Chris grunted and pushed at me, telling me he was running out of sproing and fast, my head cleared a little and we rolled over. He raised himself up to sit astride me, sweat-glistening and glorious, resting heavily on his arms, hands on my shoulders, gasping for air in a way that looked painful and made the braids swing in time with his breath.
Nooo! Don't stop. Wriggle! Rub, rub! I hurt! "You okay?" Hurt!
He grinned and nodded, dripping sweat on me. "Close... wanted to..." He grimaced and paused for breath. I want that too!
I grasped his hips and moved him back a little, enough so that I could put my hands around both our dicks. Chris gazed liquid darkness at me, growled softly and moved his hips, pushing between my hands, his hard dick sliding against another very relieved dick.

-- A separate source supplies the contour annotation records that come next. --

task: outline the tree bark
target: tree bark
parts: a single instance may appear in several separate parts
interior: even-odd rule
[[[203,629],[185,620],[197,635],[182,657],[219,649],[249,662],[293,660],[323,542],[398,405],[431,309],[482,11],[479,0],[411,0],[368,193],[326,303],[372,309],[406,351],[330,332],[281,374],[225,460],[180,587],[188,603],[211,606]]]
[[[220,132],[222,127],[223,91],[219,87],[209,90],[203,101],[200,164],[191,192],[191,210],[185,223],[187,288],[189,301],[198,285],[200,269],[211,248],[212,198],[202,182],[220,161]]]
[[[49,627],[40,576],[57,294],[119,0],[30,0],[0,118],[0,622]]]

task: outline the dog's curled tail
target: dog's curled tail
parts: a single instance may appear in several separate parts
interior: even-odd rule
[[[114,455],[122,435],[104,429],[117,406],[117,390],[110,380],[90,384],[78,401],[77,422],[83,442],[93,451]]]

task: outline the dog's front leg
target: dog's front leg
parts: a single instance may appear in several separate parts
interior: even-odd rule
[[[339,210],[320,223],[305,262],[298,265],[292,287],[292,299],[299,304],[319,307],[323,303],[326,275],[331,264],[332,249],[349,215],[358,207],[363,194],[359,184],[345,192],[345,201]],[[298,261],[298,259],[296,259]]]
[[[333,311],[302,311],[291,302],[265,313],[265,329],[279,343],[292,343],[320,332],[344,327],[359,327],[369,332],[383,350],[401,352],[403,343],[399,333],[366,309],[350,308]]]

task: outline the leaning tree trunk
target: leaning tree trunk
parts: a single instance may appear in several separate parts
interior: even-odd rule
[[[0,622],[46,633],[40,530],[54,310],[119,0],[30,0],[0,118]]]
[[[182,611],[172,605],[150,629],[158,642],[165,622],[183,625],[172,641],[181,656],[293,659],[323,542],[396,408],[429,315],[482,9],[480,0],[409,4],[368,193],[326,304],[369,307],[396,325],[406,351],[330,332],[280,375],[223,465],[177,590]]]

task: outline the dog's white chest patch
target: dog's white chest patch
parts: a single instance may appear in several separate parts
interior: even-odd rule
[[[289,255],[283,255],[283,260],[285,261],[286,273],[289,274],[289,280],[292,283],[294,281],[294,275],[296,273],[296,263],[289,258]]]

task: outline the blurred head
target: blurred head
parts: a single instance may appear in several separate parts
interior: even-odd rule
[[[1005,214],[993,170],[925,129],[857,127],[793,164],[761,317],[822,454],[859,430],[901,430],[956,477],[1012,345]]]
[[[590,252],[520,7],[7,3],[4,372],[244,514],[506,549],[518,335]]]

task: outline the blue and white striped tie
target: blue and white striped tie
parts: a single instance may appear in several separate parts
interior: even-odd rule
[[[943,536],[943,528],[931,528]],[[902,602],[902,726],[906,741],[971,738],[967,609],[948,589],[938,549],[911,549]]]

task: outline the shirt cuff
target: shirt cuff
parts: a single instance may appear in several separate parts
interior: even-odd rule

It didn't take much before spots of light danced in front of my eyes and the well-known tugging was back in my balls. Chris grasped my wrist, adjusting the speed. I went over the edge, the pulsing flashes of heat, light and relief blending with the sound of Chris' soft growl changing to a mew.
When my head cleared, he had rolled off me to lie on his back, eyes closed. The room was quiet, except for our breathing. I rolled onto my side to see him better. Some of our mixed spunk ran down my chest and belly, tickling. Chris looked utterly relaxed. Beautiful. I slowly ran a finger from his shoulder down his chest to the bellybutton, following the love trail from there. His dick was soft, dark and fat from the pleasure, resting against his thigh. Nice. He didn't stir when I cupped his balls. He appeared fast asleep.
I checked his face. Out like a light. Exhausted, really. Unless he was teasing me. "You call this speed seven?" He didn't stir, his face stayed peaceful and relaxed. "You do, huh." I kissed his cheek before cleaning myself with a paper tissue and rolling out of bed. He didn't appear to have stirred when I returned with washcloths wrung in very hot water and extra pillows. I dried the sweat off him. There were no protest, only sleepy compliance, when I rolled him over to wipe the other side.
I picked the sheets and blankets off the floor and settled into bed with him. This time my bed partner was willingly naked. And he smelled just right.